- Specialty: Cardiology, cardiothoracic surgery

= Septal myectomy =

Septal myectomy is a cardiac surgery treatment for hypertrophic cardiomyopathy (HCM). The open-heart surgery entails removing a portion of the septum that is obstructing the flow of blood from the left ventricle to the aorta.

The most common alternatives to septal myectomies are treatment with medication (usually beta or calcium blockers) or non-surgical thinning of tissue with alcohol ablation. Ordinarily, septal myectomies are performed only after attempts at treatment with medication fail. The choice between septal myectomy and alcohol ablation is a complex medical decision.

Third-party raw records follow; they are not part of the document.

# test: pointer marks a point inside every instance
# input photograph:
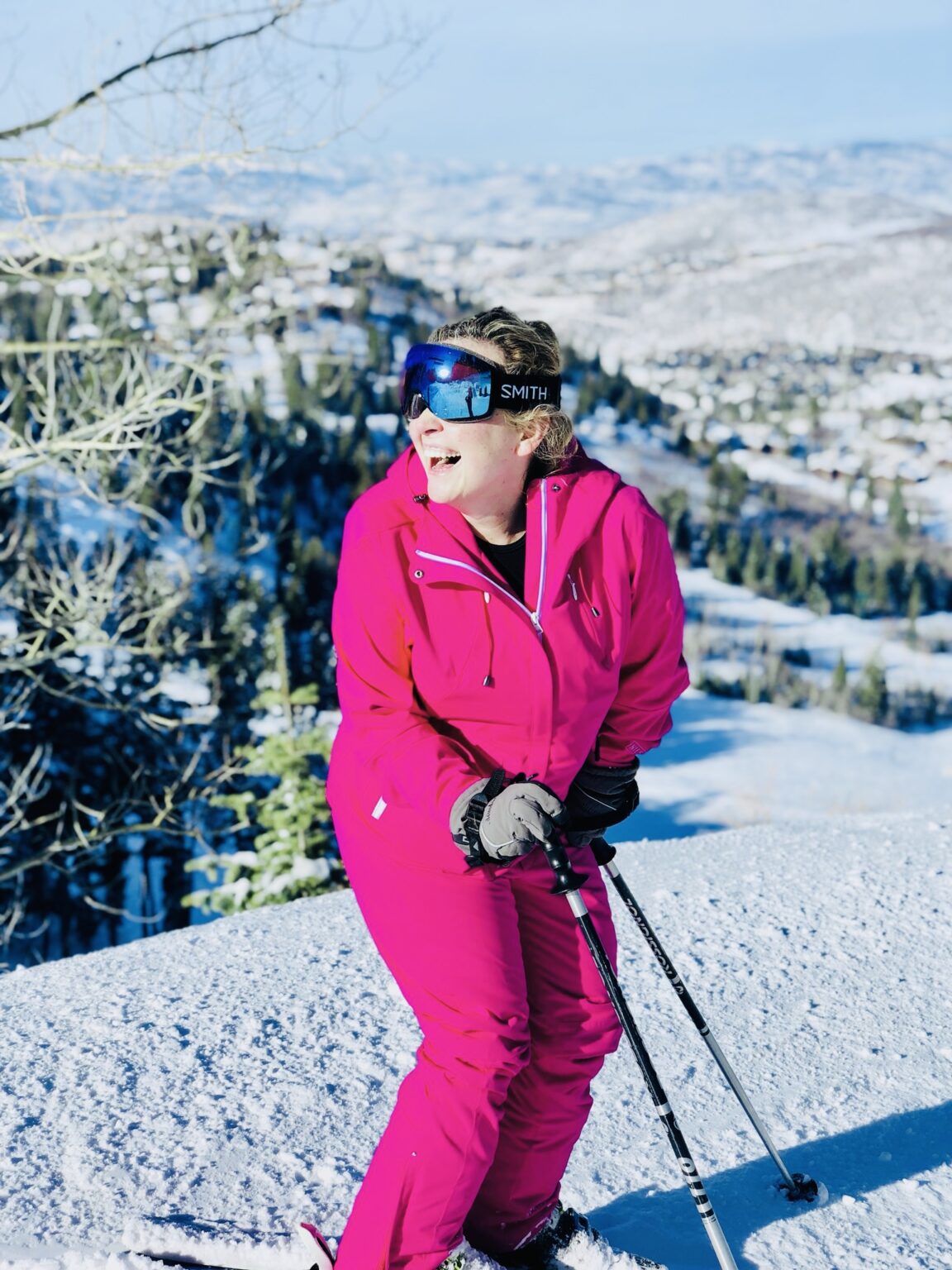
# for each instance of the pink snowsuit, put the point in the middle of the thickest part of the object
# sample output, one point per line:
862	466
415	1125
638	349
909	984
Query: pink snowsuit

Septal myectomy was established by Andrew G. Morrow in the 1960s.

==Outcomes==
Septal myectomy is associated with a low perioperative mortality and a high late survival rate. A study at the Mayo Clinic found surgical myectomy performed to relieve outflow obstruction and severe symptoms in HCM was associated with long-term survival equivalent to that of the general population, and superior to obstructive HCM without operation. The results are shown below:

Survival (all-cause mortality) *
| Years | With surgery | Without surgery |
|---|---|---|
| 1 | 98% | 90% |
| 5 | 96% | 79% |
| 10 | 83% | 61% |

Survival (HCM-related death)
| Years | With surgery | Without surgery |
|---|---|---|
| 1 | 99% | 94% |
| 5 | 98% | 89% |
| 10 | 95% | 73% |

Survival (sudden cardiac death)
| Years | With surgery | Without surgery |
|---|---|---|
| 1 | 100% | 97% |
| 5 | 99% | 93% |
| 10 | 99% | 89% |

- Includes 0.8% operative mortality.

==Comparison with alcohol ablation==
Either alcohol ablation or myectomy offers substantial clinical improvement for patients with hypertrophic obstructive cardiomyopathy. One non-randomized comparison suggested that hemodynamic resolution of the obstruction and its sequelae are more complete with myectomy. Whether one or the other treatment is preferable for certain patient types is debated among cardiovascular scientists.